Moonlighting as a marketing consultant for top tech and startup companies in Miami and Fort Lauderdale, I knew that something was wrong with the way the record industry marketed artists.
I couldn’t find an example for it anywhere else in marketing.
Seriously, there is no other business that is this bad at building relationships with customers.
Almost every other industry has matured far beyond the spray-and-pray approach of publicity and mass-media.
But, the music industry chooses to use mass-marketing tactics like independent radio promotion, which is basically bribery, to influence us and tell us what to enjoy.
They’re even using 30 second TV ads to promote artists.
The relationship between artists and listeners is much more unique and special than the kind of relationship that can be formed during a 30 second TV ad.
But the labels aren’t capitalizing on modern marketing strategies to promote artists or build relationships.

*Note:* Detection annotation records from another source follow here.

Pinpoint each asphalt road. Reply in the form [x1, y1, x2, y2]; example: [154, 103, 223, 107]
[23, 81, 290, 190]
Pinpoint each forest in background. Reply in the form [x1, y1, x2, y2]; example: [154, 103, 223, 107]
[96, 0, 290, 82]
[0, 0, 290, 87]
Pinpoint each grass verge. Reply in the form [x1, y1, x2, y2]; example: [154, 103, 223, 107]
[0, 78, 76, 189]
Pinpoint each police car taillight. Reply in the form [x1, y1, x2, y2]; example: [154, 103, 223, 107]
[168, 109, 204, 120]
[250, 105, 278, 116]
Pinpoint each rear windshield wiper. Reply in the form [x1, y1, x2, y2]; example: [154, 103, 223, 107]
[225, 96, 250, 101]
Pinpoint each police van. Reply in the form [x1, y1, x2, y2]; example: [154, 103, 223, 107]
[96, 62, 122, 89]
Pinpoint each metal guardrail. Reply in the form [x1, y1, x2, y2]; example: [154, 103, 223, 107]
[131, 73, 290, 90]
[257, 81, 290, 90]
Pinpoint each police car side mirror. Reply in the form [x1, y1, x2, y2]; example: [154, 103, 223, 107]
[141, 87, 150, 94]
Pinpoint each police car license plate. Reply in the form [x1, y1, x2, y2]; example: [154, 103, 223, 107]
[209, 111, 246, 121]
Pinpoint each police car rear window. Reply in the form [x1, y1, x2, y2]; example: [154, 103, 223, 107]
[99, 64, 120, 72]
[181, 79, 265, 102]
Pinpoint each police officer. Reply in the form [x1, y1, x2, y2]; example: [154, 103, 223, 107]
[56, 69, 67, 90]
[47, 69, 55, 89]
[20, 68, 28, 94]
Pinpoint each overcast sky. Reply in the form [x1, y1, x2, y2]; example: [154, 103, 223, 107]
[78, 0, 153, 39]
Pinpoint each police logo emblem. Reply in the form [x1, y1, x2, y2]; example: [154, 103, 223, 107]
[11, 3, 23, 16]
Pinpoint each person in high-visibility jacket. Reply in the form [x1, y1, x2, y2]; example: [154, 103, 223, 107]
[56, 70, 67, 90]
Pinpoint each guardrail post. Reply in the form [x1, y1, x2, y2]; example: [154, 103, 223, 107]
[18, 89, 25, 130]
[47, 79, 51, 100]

In fact, when I would tell A&R’s about direct-response marketing strategies, they would often go cross-eyed.
They didn’t even know how to interpret the ideas, there was no example for them.
They would usually just tell me “Shut up, and take my money”.
Now, after growing up through the age of MP3s and P2P sharing, I watched how the industry blamed consumers and even sued listeners in open court.
I don’t think the record industry has earned the right to innovate.
If anything, they have held us back.
That’s why, in 2016, I stopped taking meetings with industry operatives (save for a few international licensors) and started helping one group and one group only: Independent Musicians.
The Majors are just far too resistant to any kind of change. I truly believe that Indies can accomplish something that these sluggish, slow moving, record labels never could.